多分おもちゃ屋のおもちゃを買い占めるつもりだろう。
女の子向けも構わず買ってくるだろうから、親戚の子にでも分けてあげようかな。
「さて、私も頑張らないと……」
メイドの中でも、比較的早い段階でトリーシャを避けなくなったメアリーを捕まえて、ケーキ作りの手伝いを頼む。
今世では料理なんて一度もした事はないし、前世でも自分が食べるのに困らない程度の料理はできたが、ケーキなんて作った事は無い。
ぶっつけ本番は怖いので、指導を受けながら何度も挑戦する。
スポンジは膨らまず、クリームはべっちょりと歪に塗りたくられ、失敗作を使用人達に頭を下げながら一緒に食べてもらい消費する。
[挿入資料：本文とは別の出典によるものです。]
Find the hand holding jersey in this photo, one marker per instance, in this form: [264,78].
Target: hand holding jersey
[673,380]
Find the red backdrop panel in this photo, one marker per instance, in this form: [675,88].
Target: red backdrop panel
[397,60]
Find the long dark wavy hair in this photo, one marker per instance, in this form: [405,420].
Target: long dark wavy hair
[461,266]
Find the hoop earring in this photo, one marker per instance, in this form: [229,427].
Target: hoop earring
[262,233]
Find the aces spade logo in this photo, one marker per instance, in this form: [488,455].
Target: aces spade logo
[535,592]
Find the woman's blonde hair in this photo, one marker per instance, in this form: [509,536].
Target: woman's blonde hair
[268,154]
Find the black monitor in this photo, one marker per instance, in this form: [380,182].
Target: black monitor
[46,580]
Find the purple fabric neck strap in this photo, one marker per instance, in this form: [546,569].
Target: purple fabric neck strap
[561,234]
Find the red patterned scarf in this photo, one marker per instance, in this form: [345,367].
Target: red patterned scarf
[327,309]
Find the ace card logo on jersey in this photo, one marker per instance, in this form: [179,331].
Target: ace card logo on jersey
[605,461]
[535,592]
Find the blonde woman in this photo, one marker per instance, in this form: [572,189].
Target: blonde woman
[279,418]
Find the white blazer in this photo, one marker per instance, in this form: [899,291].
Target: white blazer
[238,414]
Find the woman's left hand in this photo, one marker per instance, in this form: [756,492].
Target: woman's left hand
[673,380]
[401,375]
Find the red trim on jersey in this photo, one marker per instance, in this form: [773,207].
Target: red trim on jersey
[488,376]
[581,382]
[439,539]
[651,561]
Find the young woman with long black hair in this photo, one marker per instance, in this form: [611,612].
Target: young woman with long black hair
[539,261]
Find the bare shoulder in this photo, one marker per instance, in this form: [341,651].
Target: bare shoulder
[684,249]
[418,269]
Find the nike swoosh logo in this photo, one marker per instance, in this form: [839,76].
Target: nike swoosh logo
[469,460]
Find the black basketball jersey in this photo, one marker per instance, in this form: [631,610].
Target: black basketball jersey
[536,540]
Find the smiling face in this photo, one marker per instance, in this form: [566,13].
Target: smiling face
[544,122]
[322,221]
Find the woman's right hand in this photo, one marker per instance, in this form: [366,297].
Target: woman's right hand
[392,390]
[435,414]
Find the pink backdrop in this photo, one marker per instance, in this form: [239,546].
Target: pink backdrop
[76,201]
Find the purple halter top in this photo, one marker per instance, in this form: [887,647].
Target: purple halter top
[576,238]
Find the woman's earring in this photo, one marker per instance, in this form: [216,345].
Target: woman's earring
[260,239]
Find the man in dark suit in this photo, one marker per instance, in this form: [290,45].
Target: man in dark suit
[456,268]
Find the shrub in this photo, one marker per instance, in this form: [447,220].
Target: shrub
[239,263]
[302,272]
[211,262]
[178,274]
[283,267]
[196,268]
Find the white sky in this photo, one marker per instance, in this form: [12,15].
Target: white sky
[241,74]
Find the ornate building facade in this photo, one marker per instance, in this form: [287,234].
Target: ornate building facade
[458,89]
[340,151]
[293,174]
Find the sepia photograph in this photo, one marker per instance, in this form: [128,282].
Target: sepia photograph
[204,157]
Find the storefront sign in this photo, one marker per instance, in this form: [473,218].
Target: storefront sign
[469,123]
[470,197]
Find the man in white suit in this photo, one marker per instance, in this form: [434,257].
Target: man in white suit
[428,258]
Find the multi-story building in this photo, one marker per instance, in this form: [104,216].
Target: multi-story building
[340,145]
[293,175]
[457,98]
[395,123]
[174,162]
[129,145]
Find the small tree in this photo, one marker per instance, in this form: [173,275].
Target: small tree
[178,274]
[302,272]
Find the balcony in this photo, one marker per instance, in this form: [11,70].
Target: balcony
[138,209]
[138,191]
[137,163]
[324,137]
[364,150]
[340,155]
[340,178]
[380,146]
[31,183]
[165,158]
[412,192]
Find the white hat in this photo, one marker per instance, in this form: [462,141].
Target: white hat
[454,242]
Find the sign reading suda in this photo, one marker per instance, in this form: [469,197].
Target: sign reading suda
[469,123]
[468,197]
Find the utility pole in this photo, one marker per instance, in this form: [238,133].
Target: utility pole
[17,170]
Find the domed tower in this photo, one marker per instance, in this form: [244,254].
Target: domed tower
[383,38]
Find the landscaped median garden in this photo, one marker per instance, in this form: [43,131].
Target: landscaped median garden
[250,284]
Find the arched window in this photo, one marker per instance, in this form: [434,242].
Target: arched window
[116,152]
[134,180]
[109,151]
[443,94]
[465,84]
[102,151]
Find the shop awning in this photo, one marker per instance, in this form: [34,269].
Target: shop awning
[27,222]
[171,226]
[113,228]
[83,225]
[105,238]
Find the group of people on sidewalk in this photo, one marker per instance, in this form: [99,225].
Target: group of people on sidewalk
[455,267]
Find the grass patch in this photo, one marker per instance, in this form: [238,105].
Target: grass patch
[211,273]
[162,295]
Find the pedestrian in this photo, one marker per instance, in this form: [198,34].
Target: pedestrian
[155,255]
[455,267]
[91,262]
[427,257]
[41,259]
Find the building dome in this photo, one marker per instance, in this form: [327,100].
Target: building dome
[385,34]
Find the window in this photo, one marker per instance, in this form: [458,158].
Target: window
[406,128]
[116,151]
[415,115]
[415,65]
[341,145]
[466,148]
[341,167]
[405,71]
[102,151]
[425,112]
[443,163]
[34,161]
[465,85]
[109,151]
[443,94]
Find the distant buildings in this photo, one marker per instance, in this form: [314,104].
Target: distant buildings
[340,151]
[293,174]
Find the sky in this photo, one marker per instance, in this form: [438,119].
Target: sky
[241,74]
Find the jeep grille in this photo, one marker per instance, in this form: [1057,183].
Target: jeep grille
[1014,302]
なんとか不器用ながらにフルーツのたくさん載ったケーキをギリギリのタイミングで作れる様になった。
「……やった!みんな!ありがとう!!」
ちょっとした感動を覚える。
使用人達も拍手でトリーシャの健闘を讃えてくれた。
「若奥様、お坊ちゃまもきっとお喜びになるでしょう」
「そうよね!」
メアリー優しい!
トリーシャはメアリーの両手をがっしり掴んでブンブン上下に振ってはしゃぐ。
レオはトリーシャ達が準備する最中は家庭教師の先生達から熱血指導を受けてもらっているので、本作戦についてはまだ知らない。
サプライズパーティーに関しては使用人達と家庭教師の先生方も含めて随分協力してもらった。
余分な仕事をさせた分ちょっとボーナスをあげたくて私物の処分をした。
協力してくれた人達に寸志を包んだらめちゃくちゃ驚かれた。
ほとんどの人は素直に受け取ってくれたが、メアリーには固辞された。
仕事でやった事だからと。
メアリーは特に中心となって頑張ってくれたので、不要になった髪飾りを無理に渡した。
前世を思い出す前のトリーシャとは服やアクセサリーの趣味が微妙に違うから他の人に使って欲しいのよね。
なるべくシンプルなものを選んだからか、仕事中も付けてくれる様になった。
やっぱり私より似合ってる。
そして、誕生会。
部屋中に業者が運んだおもちゃのプレゼントの箱が所狭しと積まれ、ケーキも過去一番の出来のものがレオの席の前に置かれている。
蝋燭に火を灯し、レオを待ち構える。
「喜んでくれるでしょうか」
子供みたいにソワソワしているセオドアに、トリーシャは笑みを浮かべる。
「もちろん」
メアリーに手を引かれてレオが部屋に入って来た。
菫色の瞳をまん丸く開けて、いつもと違う部屋をキョロキョロと見回す。
「お誕生日おめでとう、レオ」
「これからもずっとよろしくね」
「すごい!ねえ!ケーキがある!それにプレゼントも!」
「このケーキはお母さんが作ったんだぞ」
「本当に!?本当!?ありがとうお母さん!」
レオがトリーシャにギュッとしがみ付く。
「レオが喜んでくれたなら嬉しいわ。
使用人の人達も、習い事の先生達も、全員がレオの6歳のお祝いを手伝ってくれたのよ。
みんなレオが大好きなの。
それをずっと忘れないでね」
現在とはだいぶかけ離れて来たが、原作のレオはその姿から周りと溶け込めずに、距離を取られて寂しい思いをして幼少期を過ごす。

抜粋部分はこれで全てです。